Trece libros

Atribulado por la preocupación salí a caminar. Era una noche de lluvia y el olor de hojas frescas era ensalzado por la humedad. Estaba muy preocupado pues al parecer finalmente me habían encontrado.

 

Aquella mañana todo estaba tranquilo como cualquier otro día. Llevaba ya cinco años oculto en mi auto exilio en la pequeña cabaña que construí en las colinas para ocultarme de mi pasado para huir de lo que en mi incansable búsqueda había sin querer provocado.

 

Pero al parecer finalmente me encontró. Un hombre vino a tocar mi puerta. Un hombre serio, vestido de la manera formal y monótona de los académicos de aquellas universidades que solía visitar en cuyas prohibidas librerías solía yo pasarme horas tratando de dar sentido a escritos antiguos a los que solo algunos hemos tenido acceso. Y no me quedó otra opción que hacer mi mejor esfuerzo por fingir demencia lo cual quizá no está lejos de la verdad y mi apariencia también me avalaba.

 

Le dije que no conocía al hombre que estaba buscando, que no sabía de qué hablaba que solo era un pobre ermitaño que cansado del mundo había decidido dejar todo atrás.

 

Estoy seguro de que no le convencí, o estoy seguro o quizá es mi paranoia, quizá no es lo que creo y nada pasará. ¡No! No puedo correr ese riesgo, es mi responsabilidad y debo hacer lo posible para que no me logren encontrar.

 

Aceleré el paso, era mejor no planear ni preparar si no empezar a caminar y caminar y alejarme. Ni siquiera había yo escogido una dirección. Pero así era mejor. El caos, el azar sería mejor que cualquier plan pues sabía que los que me buscaban fácilmente dilucidarían cualquier estratagema que se me pudiese ocurrir.

 

Tenía conmigo ya las salvaguardas de siempre, los amuletos, los seguros, todo lo que creí que me podría esconder de sus adivinos y videntes.
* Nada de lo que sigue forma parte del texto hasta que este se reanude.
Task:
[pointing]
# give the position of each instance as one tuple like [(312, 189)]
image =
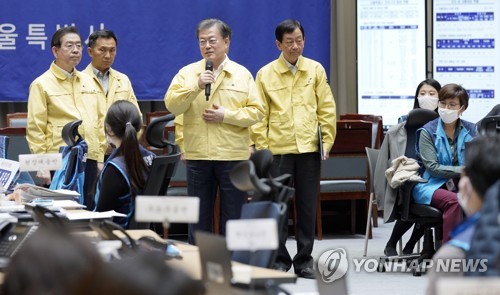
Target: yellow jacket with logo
[(119, 87), (234, 90), (55, 100), (294, 105)]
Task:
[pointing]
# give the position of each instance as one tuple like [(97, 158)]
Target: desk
[(191, 260)]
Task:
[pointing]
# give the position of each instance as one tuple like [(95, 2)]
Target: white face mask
[(428, 102), (448, 116)]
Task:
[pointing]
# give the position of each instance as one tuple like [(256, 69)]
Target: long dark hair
[(124, 120)]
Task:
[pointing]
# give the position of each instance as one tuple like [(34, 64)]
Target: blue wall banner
[(155, 37)]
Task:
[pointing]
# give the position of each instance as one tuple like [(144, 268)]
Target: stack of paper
[(30, 192)]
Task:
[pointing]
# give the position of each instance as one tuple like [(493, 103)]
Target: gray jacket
[(393, 146)]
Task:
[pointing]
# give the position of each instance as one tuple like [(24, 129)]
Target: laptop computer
[(215, 258)]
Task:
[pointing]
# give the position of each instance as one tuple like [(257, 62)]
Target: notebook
[(12, 237), (215, 261), (8, 171)]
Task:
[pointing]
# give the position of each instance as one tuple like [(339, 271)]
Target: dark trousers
[(305, 170), (447, 202), (89, 183), (203, 179)]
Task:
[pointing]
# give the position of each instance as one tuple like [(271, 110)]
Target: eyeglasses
[(290, 42), (450, 105), (70, 45), (211, 42)]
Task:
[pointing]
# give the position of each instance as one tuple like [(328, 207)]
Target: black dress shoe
[(280, 267), (390, 251), (306, 273)]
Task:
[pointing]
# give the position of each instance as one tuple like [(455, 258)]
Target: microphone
[(208, 67)]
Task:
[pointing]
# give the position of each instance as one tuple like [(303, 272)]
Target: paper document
[(320, 143), (31, 191), (83, 214), (8, 170)]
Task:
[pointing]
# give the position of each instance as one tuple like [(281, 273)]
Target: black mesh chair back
[(489, 125), (163, 166)]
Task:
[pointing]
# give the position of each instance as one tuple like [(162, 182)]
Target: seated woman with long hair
[(127, 168)]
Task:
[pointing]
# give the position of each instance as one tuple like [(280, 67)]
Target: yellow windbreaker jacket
[(119, 88), (55, 100), (294, 105), (234, 90)]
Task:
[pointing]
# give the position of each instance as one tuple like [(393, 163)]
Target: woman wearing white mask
[(482, 167), (426, 97), (440, 148)]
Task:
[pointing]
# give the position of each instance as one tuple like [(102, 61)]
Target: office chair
[(372, 155), (489, 125), (72, 174), (424, 216), (4, 146), (163, 166), (269, 200)]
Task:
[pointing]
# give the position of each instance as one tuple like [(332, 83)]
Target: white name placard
[(171, 209), (35, 162), (252, 234)]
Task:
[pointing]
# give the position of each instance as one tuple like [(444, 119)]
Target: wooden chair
[(377, 127), (345, 175), (16, 120), (377, 138), (150, 116)]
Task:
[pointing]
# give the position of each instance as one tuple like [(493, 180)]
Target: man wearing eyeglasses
[(63, 94), (214, 136), (113, 85), (297, 98)]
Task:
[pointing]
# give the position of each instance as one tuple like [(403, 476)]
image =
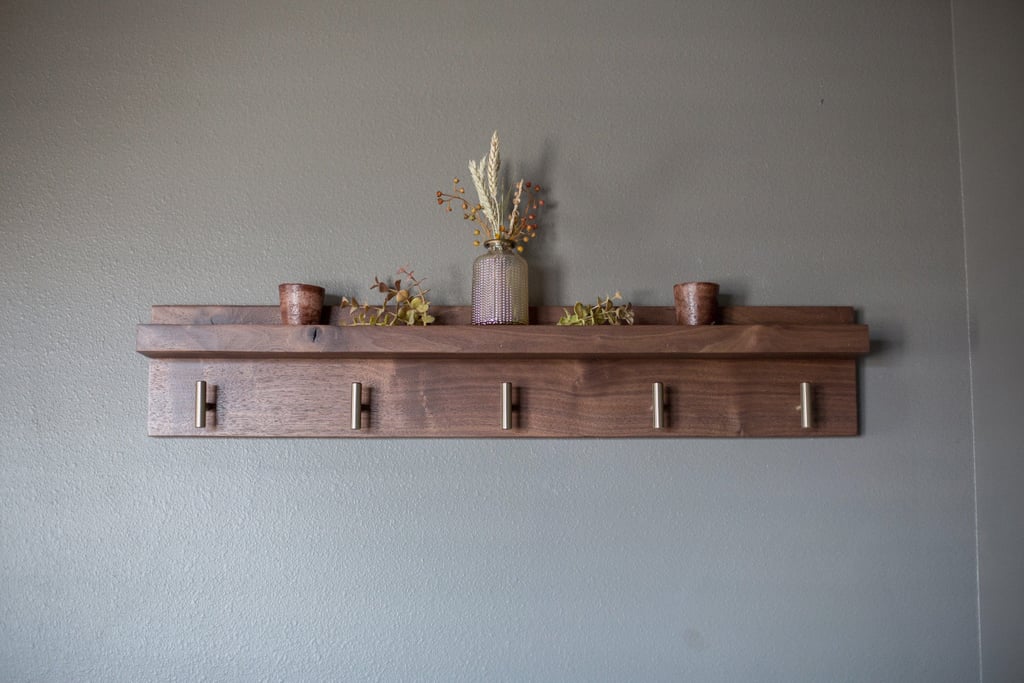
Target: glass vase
[(500, 289)]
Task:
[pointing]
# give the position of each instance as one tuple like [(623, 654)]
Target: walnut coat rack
[(236, 371)]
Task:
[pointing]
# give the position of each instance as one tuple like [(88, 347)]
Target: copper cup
[(696, 303), (300, 304)]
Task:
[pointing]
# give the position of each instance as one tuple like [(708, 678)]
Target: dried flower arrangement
[(502, 213), (410, 303), (603, 312)]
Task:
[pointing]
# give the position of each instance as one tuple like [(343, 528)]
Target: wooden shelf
[(737, 379)]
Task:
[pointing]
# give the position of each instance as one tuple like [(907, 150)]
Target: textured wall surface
[(989, 71), (798, 153)]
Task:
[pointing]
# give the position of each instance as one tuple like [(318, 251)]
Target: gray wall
[(989, 73), (799, 153)]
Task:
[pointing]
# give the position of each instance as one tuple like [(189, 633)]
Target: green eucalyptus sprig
[(407, 304), (603, 312)]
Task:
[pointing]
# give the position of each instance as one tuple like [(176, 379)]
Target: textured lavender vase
[(300, 304), (696, 303)]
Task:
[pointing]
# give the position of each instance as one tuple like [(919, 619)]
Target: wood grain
[(255, 341), (732, 380), (553, 398), (185, 314)]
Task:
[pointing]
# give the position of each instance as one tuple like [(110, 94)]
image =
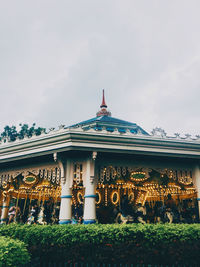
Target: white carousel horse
[(123, 219), (169, 216), (31, 217), (40, 219)]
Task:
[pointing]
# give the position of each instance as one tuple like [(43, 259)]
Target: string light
[(114, 193)]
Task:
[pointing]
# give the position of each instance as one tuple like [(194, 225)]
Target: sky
[(57, 56)]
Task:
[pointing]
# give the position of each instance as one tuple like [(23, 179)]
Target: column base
[(89, 221), (65, 222)]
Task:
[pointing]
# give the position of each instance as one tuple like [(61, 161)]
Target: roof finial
[(103, 111), (103, 105)]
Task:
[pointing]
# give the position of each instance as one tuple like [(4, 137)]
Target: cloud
[(56, 58)]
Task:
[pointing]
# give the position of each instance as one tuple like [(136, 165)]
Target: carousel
[(102, 170), (118, 190)]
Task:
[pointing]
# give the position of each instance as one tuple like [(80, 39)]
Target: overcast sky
[(56, 56)]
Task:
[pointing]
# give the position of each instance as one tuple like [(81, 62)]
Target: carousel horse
[(31, 217), (169, 216), (140, 213), (123, 219), (41, 216)]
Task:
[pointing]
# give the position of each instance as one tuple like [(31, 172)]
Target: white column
[(65, 215), (5, 207), (196, 180), (89, 216)]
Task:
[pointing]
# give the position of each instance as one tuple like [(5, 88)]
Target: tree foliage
[(11, 133)]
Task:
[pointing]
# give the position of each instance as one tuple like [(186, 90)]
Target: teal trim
[(89, 221)]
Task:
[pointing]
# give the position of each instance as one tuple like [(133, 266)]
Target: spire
[(103, 111), (103, 105)]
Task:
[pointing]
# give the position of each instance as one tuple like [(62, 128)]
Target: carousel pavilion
[(96, 166)]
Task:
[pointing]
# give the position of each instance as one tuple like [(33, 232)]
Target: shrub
[(126, 244), (12, 252)]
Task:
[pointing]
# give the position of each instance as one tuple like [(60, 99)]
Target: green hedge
[(137, 244), (12, 252)]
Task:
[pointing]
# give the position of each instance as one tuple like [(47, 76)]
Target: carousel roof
[(103, 120)]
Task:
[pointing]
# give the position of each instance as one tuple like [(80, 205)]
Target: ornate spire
[(103, 111), (103, 105)]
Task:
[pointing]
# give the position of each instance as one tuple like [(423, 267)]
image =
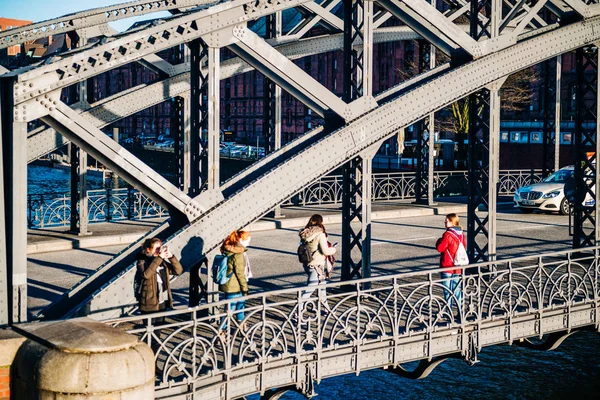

Si ya me habían encontrado quizá ya no me servirían de nada pero aun así me aferré a ellos como quien se aferra a la imagen de la esperanza.

 

No sé cuantas horas me la pasé corriendo, aun era muy oscuro. El cansancio, el hambre empezaban a meyar en mi salud mental. Escucho ruidos, me siento observado, serán los animales del bosque, serán los demonios que andan aprovechando mi desesperación para manifestarse en mi propio camino, quizá fuera mejor que ellos mismo me consumieran, que terminaran con mi suplicio y acabaran conmigo antes de que me encuentren mis perseguidores.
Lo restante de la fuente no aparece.